Jean-Luc Romero-Michel aura eu gain de cause. Le tribunal de grande instance de Paris a condamné Tarek Laboun, 31 ans, à 3 mois de prison avec sursis pour avoir injurié et menacé de mort sur Twitter l’élu et son mari, Christophe Romero-Michel. Il devra en outre leur verser 1 euro symbolique à titre de dommages et intérêts, conformément à ce que demandait le conseiller régional. Le prévenu risquait jusqu’à 5 ans de prison et 75 000 euros d’amende. A noter que le tribunal a tenu compte de la situation financière délicate de Tarek Laboun en le dispensant de payer les frais de justice de Jean-Luc Romero.
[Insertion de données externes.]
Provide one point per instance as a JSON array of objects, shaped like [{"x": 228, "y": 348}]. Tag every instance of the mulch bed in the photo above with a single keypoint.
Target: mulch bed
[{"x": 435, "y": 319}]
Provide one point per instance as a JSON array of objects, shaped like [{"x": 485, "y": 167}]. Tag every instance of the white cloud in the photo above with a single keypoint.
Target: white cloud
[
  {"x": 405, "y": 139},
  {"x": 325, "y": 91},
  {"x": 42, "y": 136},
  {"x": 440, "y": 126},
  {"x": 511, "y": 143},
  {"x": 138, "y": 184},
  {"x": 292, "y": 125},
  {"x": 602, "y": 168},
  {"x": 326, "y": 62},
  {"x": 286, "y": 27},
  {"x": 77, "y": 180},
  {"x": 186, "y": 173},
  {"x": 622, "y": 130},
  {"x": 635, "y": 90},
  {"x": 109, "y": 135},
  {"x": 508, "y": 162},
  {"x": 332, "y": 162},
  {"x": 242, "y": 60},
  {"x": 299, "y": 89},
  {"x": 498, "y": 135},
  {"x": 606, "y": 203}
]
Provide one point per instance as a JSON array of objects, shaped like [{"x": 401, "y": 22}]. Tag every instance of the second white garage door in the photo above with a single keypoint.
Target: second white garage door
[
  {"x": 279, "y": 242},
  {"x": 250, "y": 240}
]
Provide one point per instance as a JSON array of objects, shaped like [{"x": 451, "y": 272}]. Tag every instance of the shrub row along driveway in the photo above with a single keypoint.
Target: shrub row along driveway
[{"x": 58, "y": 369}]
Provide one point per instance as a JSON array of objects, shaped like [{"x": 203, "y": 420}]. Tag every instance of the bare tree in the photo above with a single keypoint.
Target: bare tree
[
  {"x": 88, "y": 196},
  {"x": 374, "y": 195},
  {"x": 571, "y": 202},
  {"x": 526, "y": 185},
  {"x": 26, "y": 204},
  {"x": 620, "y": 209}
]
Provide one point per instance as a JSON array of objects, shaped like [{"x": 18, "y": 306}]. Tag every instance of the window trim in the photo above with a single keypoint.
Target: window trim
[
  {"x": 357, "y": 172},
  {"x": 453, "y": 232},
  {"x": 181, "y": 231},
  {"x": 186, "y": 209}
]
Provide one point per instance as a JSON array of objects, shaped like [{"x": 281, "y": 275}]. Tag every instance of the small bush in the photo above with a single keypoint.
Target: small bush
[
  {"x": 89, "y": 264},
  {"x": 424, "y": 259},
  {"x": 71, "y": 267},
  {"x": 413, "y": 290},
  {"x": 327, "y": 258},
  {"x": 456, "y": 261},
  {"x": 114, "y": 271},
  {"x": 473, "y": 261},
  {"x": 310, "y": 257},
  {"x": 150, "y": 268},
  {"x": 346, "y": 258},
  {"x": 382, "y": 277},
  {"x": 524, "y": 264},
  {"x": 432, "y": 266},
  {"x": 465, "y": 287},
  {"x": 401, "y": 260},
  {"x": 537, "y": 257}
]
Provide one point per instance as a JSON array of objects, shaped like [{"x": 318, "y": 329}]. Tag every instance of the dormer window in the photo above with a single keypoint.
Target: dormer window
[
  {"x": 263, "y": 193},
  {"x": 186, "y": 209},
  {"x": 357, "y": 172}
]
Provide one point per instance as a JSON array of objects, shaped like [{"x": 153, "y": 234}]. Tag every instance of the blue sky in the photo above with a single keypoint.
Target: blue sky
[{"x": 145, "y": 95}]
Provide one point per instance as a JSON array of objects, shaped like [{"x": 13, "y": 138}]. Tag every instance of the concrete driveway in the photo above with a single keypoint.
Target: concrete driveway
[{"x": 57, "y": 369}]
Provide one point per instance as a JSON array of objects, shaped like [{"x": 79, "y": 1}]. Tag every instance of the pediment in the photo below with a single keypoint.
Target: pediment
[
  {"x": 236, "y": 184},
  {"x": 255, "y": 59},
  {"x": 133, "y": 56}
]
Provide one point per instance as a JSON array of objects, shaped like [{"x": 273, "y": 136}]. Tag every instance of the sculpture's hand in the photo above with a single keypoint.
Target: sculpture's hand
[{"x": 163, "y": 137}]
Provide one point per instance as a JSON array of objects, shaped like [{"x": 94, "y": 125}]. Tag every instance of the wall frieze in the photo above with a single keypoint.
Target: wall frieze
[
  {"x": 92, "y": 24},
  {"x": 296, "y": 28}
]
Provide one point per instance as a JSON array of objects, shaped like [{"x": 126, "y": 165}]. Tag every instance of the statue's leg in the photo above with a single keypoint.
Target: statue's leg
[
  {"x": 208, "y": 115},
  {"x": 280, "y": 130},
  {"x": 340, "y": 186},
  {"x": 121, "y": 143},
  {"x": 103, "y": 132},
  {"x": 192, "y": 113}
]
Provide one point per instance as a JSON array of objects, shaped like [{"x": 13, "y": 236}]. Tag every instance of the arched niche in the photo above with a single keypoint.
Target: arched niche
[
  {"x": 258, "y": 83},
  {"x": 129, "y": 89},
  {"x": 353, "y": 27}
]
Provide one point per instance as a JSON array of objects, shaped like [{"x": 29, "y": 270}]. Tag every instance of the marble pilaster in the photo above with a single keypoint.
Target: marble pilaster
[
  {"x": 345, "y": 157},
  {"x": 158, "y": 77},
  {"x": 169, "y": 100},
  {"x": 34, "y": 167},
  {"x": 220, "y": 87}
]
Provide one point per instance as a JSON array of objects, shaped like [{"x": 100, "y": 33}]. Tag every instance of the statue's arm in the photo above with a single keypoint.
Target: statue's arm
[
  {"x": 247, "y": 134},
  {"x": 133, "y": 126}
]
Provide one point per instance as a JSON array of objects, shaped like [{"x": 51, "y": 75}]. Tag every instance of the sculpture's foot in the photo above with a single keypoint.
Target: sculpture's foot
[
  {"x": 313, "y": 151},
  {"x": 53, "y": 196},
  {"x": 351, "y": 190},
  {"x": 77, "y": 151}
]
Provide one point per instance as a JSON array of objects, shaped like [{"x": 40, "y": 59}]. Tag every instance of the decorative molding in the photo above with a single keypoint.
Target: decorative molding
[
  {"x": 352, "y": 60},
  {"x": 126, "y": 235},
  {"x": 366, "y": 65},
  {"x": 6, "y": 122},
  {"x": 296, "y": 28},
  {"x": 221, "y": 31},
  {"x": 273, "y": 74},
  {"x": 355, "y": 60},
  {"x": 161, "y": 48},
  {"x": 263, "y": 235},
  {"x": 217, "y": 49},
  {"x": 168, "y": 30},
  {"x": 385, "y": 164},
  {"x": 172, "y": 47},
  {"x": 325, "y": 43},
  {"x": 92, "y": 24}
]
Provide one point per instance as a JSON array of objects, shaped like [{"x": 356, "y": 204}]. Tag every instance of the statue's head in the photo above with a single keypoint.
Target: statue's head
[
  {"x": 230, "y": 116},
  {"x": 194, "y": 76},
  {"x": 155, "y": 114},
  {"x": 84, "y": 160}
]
Pour mémoire, les tweets poursuivis étaient les suivants:

« Juste écoeuré de voir cette saloperie de @Jeanlucromero vivre sa vie honteuse de sodomite avec mon pognon et ne rien produire », publié le 26 septembre 2013 à 22h25 depuis le compte @simoussin

« Le mariage est consommé! Félicitation aux époux! #mariagepourtous #ChrisJl27sept @JeanLucRomero @ChrisMichelF » (accompagné d’une photo montrant un drap blanc taché d’excréments), publié le 30 septembre 2013 à 19h18, depuis le compte @j_encule_romero

« @JeanLucRomero Et les « cathos friendly » te pissent dessus. Pour ma part, j’aimerais t’euthanasier au 9mm! », publié le 30 septembre 2013, depuis le compte @j_encule_romero

A l’audience (Lire notre compte-rendu: Tweets homophobes adressés à Jean-Luc Romero: le procès comme si vous y étiez), Tarek Laboun avait contesté avoir envoyé ces tweets. L’enquête avait formellement établi qu’ils avaient été envoyé depuis un ordinateur appartenant à son père. Ce dernier avait déclaré à la police que son fils – qu’il hébergeait à l’époque et avec qui il était en conflit – utilisait l’ordinateur en question et que les propos orduriers ressemblaient à son vocabulaire. Lors de l’audience, malgré de fortes présomptions et le comportement étrange de Tarek Laboun, il n’était pas ressorti clairement que le jeune homme était bien à l’origine des tweets. Dans le jugement, que nous nous sommes procurés, le tribunal note un élément décisif:

Capture d’écran 2016-03-31 à 18.15.46

Dès lors, pour le tribunal, le faisceau de présomptions était suffisamment important pour prononcer une condamnation. Tarek Laboun peut faire appel. Il n’a pas encore indiqué s’il le fera.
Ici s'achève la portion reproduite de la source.